A study done recently by Rediff.com in conjunction with Chetana Institute of Management and Research, on the relevance of the net for internet users planning on buying a car showed that 31% trusted the net as a source of information, virtually equal to those who said they trusted print ads or television for the same. Further, 28% per cent of them clicked on car ad banners and 6% were influenced to buy. While the numbers in themselves are too small, it is interesting to see that the net emerged a strong influence on customers for companies that advertise heavily on the net, Maruti and Chevrolet Optra being key ones.
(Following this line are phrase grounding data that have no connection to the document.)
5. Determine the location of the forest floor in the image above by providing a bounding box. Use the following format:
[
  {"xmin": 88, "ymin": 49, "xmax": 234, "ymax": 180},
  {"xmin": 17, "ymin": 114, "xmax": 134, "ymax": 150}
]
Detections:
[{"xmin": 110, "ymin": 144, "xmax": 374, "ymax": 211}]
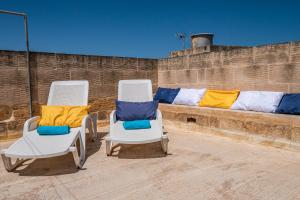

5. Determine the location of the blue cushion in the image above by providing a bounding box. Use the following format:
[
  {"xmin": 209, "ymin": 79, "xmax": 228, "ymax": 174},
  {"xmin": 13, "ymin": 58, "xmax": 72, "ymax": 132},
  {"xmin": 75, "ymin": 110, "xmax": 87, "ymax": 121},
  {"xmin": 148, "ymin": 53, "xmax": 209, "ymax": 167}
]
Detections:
[
  {"xmin": 37, "ymin": 126, "xmax": 70, "ymax": 135},
  {"xmin": 154, "ymin": 87, "xmax": 180, "ymax": 104},
  {"xmin": 123, "ymin": 120, "xmax": 151, "ymax": 130},
  {"xmin": 275, "ymin": 94, "xmax": 300, "ymax": 115},
  {"xmin": 116, "ymin": 100, "xmax": 158, "ymax": 121}
]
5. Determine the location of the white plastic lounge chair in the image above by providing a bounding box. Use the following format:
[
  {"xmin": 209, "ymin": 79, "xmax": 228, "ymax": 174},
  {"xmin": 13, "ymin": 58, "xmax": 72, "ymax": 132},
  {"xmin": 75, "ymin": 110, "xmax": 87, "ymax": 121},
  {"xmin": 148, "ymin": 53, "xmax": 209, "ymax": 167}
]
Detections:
[
  {"xmin": 105, "ymin": 79, "xmax": 169, "ymax": 156},
  {"xmin": 0, "ymin": 81, "xmax": 97, "ymax": 171}
]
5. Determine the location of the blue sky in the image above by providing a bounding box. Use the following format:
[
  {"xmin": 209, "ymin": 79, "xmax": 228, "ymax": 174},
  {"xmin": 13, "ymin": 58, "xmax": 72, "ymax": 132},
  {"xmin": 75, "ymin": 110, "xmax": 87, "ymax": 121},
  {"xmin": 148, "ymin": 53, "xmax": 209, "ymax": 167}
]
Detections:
[{"xmin": 0, "ymin": 0, "xmax": 299, "ymax": 58}]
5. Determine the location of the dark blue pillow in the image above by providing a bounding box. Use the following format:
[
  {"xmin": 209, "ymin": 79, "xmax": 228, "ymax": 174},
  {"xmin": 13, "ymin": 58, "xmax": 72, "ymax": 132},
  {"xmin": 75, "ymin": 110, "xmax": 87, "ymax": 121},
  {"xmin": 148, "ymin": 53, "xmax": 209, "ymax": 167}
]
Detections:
[
  {"xmin": 116, "ymin": 100, "xmax": 158, "ymax": 121},
  {"xmin": 154, "ymin": 87, "xmax": 180, "ymax": 104},
  {"xmin": 275, "ymin": 94, "xmax": 300, "ymax": 115}
]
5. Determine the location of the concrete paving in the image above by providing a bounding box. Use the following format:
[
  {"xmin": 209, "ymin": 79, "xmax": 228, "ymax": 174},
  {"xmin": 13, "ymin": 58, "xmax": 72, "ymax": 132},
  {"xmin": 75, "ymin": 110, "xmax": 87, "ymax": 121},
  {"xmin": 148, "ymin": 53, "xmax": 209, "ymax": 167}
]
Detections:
[{"xmin": 1, "ymin": 126, "xmax": 300, "ymax": 200}]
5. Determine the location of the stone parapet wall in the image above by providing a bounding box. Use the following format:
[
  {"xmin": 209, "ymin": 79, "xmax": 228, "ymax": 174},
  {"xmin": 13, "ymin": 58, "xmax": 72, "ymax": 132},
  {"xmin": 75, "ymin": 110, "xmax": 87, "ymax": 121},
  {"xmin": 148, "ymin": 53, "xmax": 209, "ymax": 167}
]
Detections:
[
  {"xmin": 0, "ymin": 50, "xmax": 158, "ymax": 139},
  {"xmin": 158, "ymin": 41, "xmax": 300, "ymax": 92},
  {"xmin": 159, "ymin": 104, "xmax": 300, "ymax": 150}
]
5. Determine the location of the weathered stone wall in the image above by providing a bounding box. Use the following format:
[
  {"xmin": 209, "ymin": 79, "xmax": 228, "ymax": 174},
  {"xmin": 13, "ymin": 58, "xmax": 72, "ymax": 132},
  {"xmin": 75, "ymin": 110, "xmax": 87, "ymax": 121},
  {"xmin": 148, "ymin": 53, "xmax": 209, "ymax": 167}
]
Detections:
[
  {"xmin": 0, "ymin": 50, "xmax": 157, "ymax": 139},
  {"xmin": 160, "ymin": 104, "xmax": 300, "ymax": 150},
  {"xmin": 158, "ymin": 41, "xmax": 300, "ymax": 92}
]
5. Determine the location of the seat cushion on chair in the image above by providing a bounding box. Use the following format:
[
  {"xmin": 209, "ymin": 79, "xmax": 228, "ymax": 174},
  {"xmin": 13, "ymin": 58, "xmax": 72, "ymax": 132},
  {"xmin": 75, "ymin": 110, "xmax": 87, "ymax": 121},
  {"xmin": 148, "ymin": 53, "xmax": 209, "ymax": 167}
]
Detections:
[
  {"xmin": 39, "ymin": 105, "xmax": 89, "ymax": 127},
  {"xmin": 173, "ymin": 88, "xmax": 206, "ymax": 106},
  {"xmin": 200, "ymin": 90, "xmax": 240, "ymax": 109},
  {"xmin": 116, "ymin": 100, "xmax": 158, "ymax": 121},
  {"xmin": 154, "ymin": 87, "xmax": 180, "ymax": 104},
  {"xmin": 275, "ymin": 94, "xmax": 300, "ymax": 114},
  {"xmin": 231, "ymin": 91, "xmax": 284, "ymax": 113}
]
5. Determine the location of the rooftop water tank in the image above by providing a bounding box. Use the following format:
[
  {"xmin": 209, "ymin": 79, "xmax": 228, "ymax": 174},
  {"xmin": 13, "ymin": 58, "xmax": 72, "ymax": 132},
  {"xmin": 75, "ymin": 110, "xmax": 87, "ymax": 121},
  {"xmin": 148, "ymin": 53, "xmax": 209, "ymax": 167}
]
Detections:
[{"xmin": 191, "ymin": 33, "xmax": 214, "ymax": 49}]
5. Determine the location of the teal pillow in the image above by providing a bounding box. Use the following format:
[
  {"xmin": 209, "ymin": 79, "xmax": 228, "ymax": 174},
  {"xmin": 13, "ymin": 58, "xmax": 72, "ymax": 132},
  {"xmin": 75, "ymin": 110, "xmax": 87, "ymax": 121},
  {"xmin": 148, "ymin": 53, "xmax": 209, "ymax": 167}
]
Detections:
[
  {"xmin": 37, "ymin": 126, "xmax": 70, "ymax": 135},
  {"xmin": 123, "ymin": 120, "xmax": 151, "ymax": 130}
]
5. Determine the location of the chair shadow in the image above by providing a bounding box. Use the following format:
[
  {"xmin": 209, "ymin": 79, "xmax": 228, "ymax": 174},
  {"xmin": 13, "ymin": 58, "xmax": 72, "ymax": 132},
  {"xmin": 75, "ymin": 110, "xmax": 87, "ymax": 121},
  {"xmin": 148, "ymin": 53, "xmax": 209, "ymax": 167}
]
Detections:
[
  {"xmin": 14, "ymin": 132, "xmax": 104, "ymax": 176},
  {"xmin": 110, "ymin": 142, "xmax": 168, "ymax": 159},
  {"xmin": 102, "ymin": 130, "xmax": 170, "ymax": 159}
]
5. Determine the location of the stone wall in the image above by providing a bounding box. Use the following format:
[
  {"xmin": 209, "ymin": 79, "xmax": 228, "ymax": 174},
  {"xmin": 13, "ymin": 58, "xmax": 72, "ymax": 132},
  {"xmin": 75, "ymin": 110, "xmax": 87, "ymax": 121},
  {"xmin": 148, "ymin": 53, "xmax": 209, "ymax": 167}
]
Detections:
[
  {"xmin": 159, "ymin": 104, "xmax": 300, "ymax": 151},
  {"xmin": 0, "ymin": 50, "xmax": 157, "ymax": 139},
  {"xmin": 158, "ymin": 41, "xmax": 300, "ymax": 92}
]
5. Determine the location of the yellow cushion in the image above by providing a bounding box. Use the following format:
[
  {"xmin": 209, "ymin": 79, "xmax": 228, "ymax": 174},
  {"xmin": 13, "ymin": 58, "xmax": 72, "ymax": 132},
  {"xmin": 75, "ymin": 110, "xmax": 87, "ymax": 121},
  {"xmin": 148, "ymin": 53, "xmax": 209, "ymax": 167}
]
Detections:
[
  {"xmin": 39, "ymin": 105, "xmax": 89, "ymax": 128},
  {"xmin": 199, "ymin": 90, "xmax": 240, "ymax": 109},
  {"xmin": 64, "ymin": 106, "xmax": 89, "ymax": 128}
]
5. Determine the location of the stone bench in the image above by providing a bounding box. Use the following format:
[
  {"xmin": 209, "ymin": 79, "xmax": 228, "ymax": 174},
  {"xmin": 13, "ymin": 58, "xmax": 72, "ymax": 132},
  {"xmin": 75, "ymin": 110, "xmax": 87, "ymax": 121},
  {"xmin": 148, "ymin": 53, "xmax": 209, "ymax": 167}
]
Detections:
[{"xmin": 159, "ymin": 104, "xmax": 300, "ymax": 151}]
Contrary to perception, the net also delivers instant feedback on the success of a campaign by showing the number of clicks received on that advertisement/ banner. Ford, in the US when launching its F-150 truck placed banner ads on the top three portals on the launch day and got 3,000 clicks per second, leading to a 6% jump in sales initially, Ford has now earmarked 10% of its budget to online advertising. Of course, the success of these campaigns is also on account of the fact that more than half of the American households have net connections that are online all day and that broadband now permits video clips hence television like ads.

What is encouraging for advertising companies besides the fact that net advertising measures response accurately is that now, unlike in the earlier days of dotcoms, software can actually track which sites an individual’s computer visits andwhere she clicked, assimilate all that and deliver a targeted ad straight at the next click of the consumer’s mouse.
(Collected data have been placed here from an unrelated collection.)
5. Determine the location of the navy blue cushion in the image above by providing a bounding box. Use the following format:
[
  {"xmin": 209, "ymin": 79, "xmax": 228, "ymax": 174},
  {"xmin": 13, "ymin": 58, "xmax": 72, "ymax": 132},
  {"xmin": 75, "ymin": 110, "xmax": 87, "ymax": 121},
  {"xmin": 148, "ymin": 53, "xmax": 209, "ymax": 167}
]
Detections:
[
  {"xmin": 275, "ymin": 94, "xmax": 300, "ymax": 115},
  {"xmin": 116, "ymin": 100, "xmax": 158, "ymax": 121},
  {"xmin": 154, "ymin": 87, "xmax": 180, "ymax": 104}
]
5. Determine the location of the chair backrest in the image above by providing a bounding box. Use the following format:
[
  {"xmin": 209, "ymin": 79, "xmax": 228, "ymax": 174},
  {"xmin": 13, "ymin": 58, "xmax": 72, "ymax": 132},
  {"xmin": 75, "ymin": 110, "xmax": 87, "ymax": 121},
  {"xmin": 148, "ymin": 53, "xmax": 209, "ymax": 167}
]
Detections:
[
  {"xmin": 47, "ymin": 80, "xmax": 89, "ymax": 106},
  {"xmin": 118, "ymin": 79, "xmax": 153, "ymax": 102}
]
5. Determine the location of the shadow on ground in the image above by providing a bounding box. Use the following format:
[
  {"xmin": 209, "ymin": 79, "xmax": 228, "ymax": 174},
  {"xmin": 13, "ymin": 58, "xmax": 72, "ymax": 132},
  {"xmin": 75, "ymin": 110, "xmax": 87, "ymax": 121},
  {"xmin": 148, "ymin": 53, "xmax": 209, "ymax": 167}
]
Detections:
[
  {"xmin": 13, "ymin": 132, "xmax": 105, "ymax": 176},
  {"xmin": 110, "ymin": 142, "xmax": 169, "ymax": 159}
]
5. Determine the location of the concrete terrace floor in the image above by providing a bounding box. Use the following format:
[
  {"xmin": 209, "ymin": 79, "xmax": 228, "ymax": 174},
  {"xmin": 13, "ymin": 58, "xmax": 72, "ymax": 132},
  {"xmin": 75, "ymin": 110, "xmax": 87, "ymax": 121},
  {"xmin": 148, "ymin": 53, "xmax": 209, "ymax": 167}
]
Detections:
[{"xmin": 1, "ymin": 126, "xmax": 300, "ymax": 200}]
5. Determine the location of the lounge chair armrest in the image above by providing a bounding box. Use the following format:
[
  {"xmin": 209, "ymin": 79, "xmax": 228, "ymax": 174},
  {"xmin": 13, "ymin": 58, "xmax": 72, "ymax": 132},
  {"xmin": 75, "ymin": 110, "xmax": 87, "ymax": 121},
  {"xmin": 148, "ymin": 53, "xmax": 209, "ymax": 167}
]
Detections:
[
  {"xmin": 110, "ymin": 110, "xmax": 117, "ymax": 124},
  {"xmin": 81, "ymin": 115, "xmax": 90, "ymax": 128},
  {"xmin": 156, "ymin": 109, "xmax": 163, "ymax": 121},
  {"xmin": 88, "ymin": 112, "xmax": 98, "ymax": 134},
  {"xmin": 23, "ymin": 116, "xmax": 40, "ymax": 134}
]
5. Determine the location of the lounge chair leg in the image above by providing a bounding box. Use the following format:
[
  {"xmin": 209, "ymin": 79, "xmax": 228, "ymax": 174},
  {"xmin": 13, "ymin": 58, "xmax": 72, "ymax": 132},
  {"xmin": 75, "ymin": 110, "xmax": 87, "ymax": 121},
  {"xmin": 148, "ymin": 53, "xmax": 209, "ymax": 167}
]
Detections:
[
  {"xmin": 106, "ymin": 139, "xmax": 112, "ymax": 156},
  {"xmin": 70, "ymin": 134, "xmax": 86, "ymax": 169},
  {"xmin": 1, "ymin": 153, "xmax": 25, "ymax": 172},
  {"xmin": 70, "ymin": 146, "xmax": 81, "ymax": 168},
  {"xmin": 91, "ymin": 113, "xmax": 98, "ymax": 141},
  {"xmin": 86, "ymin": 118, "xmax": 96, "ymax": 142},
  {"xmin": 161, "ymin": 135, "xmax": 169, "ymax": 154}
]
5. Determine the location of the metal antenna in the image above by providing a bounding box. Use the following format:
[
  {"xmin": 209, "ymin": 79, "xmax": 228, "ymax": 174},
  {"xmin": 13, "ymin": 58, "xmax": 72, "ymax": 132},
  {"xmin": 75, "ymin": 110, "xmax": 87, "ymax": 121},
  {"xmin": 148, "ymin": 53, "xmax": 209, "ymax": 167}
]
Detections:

An online marketing company called Tacoda has lauched a software called AudienceMatch, where a network of websites place their ads based on how people surf their network. Websites like USA Today and Tampa Tribune are part of this network that amongst them gets 100 million people monthly. The reason the software works is that no one gets to know who the netizen is, just where she clicked, and the sites she’s interesed in.

Sceptics would say, as we all did, when the dotcom boom went bust in India that computer ownership and net penetration levels are even now the reasons why internet advertising is a long way from take-off in India compared to America where half of their households have always-on net connections. Well, all this may not be strictly true anymore, if you consider the fact that cyber cafes in India today provide access to the internet for Rs 10 an hour making it unnecessary to own a computer in order to access the net. The fact that these cyber cafes are to be seen at every street corner is testimony to their popularity of use as well.

Similarly, the rural internet kiosks pioneered by Prof Ashok Jhunjhunwala appear commercially viable and so are likely to find many takers amongst rural entrepreneurs (I had written about in my last column dated November 8, 2004). These are enabling net access to the rural consumer as well. And since there’s a market of 600 million consumers out there in rural India, and they are getting connected, why aren’t marketers following?